Tata kot spojrzał na niebo, które zszarzało i wkrótce zrobi się granatowe. Spojrzał na łąkę i szepnął :
– On nie da rady. Zginie tam. Nasz mały trzynasty kotek.
Cała rodzina postanowiła zawrócić i poszukiwać najmłodszego. Żadnego rozdzielania się. Razem muszą go odnaleźć.

A mały kotek z jeszcze mniejszym jeżykiem wstępowali właśnie pomiędzy wysokie trawy. Mały jeżyk rozglądał się przestraszony. Czuł się bardzo niepewnie w takiej wysokiej trawie. Nie chciałby zostać rozdeptany. Za to mały kotek kroczył dumny, że ktoś polega na nim i na jego pomocy. I że już nie jest taki najmniejszy. Szedł powoli, żeby jeżyk mógł za nim nadążyć.
Niebo ciemniało, ale mały kotek nie myślał o tym. Tak bardzo skupił się na swoim zadaniu.
Kiedy wreszcie przedostali się przez wysokie trawy jeżyk podziękował swojemu wybawcy i pobiegł przed siebie. A kotek rozejrzał się i chociaż zrobiło się już całkiem ciemno rozpoznał ścieżkę, którą rano dotarł tu ze swoją rodziną. Pobiegł tą ścieżką i dotarł do domu.
Jego rodziny nie było jednak w domu.
– Pewnie są jeszcze na łące i dobrze się bawią – ziewnął kotek i zwinąwszy w kuleczkę natychmiast zasnął.
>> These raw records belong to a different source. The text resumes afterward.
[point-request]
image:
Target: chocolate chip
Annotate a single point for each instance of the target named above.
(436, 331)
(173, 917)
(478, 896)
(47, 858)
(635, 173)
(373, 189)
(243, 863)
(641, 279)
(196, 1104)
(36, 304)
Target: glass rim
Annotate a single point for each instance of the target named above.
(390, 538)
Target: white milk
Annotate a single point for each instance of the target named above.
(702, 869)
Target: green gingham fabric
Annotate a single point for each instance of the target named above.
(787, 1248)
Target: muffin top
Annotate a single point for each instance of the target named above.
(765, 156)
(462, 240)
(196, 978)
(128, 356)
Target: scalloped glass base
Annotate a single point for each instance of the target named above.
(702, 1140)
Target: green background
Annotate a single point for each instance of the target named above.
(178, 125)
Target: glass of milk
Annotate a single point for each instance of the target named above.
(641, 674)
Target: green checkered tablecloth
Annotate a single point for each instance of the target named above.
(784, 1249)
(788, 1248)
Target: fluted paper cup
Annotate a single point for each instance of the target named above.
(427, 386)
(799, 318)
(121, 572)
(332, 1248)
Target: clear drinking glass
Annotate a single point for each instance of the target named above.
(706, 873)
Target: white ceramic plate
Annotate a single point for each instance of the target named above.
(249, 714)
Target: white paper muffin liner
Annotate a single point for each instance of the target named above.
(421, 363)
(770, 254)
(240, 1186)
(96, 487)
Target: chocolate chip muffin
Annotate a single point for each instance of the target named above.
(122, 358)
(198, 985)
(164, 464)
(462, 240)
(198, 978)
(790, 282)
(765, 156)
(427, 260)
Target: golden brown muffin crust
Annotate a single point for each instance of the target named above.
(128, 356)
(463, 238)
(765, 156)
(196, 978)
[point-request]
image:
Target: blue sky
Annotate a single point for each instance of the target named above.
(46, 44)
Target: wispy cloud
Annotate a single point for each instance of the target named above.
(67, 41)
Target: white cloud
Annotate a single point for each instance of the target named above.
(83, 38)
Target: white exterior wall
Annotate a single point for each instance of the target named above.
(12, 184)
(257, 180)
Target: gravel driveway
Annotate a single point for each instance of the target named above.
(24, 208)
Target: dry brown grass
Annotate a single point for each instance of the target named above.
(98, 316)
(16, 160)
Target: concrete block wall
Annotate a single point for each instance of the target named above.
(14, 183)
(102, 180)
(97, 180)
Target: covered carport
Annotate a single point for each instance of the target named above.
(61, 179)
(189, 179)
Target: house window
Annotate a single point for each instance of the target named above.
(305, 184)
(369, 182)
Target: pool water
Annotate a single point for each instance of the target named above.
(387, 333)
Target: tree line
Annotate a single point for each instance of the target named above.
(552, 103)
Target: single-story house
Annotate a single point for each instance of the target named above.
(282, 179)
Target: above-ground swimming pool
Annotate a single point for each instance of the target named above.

Kocia rodzina wracała smutna z nieudanych poszukiwań trzynastego kotka.
– Spróbujemy jutro – mówił cicho tata kot do mamy kocicy. Ale w duchu martwił się, że ten jego trzynasty synek nie da rady sam na łące całą dobę. Inne kotki tak, ale nie on. Taki jeszcze dziecinny i niezdarny. I dlaczego on – jako tata – nie przypilnował swojego najmłodszego synka?
Mama kocica nie odzywała się, ale w głowie ciągle miała słowa, które powtarzała jak mantrę: bądź dzielny, mój mały. Jesteś kotem, musisz dać radę. Wróć do nas… I żałowała, że tak chuchała i dmuchała na niego, i może dlatego wciąż był taki niezdarny.
Wszyscy mieli niewesołe miny. Będzie im brakować trzynastego kotka.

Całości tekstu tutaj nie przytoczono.